Court Opinion

ID: 6415086
Source: CourtListenerOpinion
Date Created: 2022-06-25 11:55:34.206502+00
Date Added: 2024-06-11T15:51:31.038313
License: Public Domain

Foster, J.
The petitioner, a grandchild of the testator, claims under the provisions of the Rev. Sts. c. 62, § 21, (Gen. Sts. c. 92, § 25,) on the ground that the will has omitted to provide for her, the issue of a deceased daughter who died after the execution of the will but in the lifetime of the testator. The petitioner was living when her grandfather’s will was made. The question is, whether “it appears that such omission was intentional and not occasioned by accident or mistake.”
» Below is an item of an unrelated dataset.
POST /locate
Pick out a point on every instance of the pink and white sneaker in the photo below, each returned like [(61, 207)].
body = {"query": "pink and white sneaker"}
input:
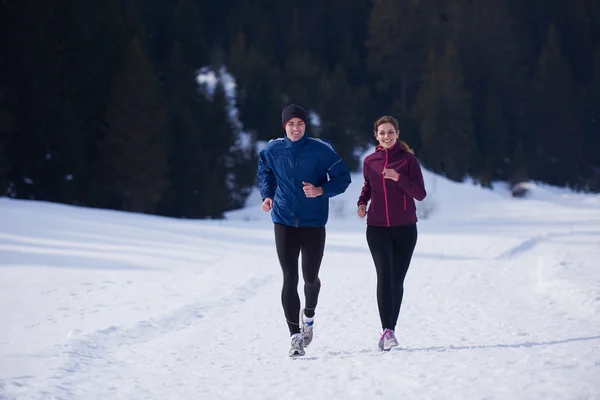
[(388, 340)]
If there had been no will, the real estate would have descended in equal shares to the children and “ to the issue of any deceased child by right of representation.” Rev. Sts. c. 61, § 1. (Gen. Sts. c. 91, § 1.) It is only as her mother’s representative that the petitioner can claim title; and the provision made for the mother, upon her death in the testator’s lifetime, would, by the Rev. Sts. c. 62, § 24, (Gen. Sts. c. 92, § 28,) have enured to the benefit of this daughter, except for its peculiar character, a life annuity which terminated on the mother’s death. If, then, the mother of this petitioner had received a legacy of only nominal amount, there would have been no room for the present claim, but this grandchild would have succeeded to that provision. If the mother had survived the testator, neither she nor her descendants would have taken anything except the annuity. It is plain that at the date of the execution of the will no case existed for the application of the rule contended for. It is only in consequence of the subsequent death of the petitioner’s mother that any question arises. Under the circumstances, we all think it clear that the intention of the testator was to make no other provision for the branch of his descendants to which this grandchild belongs, than that of a life annuity to her mother. The utmost strength of the petitioner’s claim is that the testator *441neglected or forgot to alter his will after her mother’s death But, as she was living when it was made, this would not be the case contemplated by the statute.
All having been done by the will for Mrs. Harriet N. Wilder which the testator intended to do for the benefit of her or her descendants, the petitioner has no title as heir at law, and there must be Judgment on the verdict for the defendants.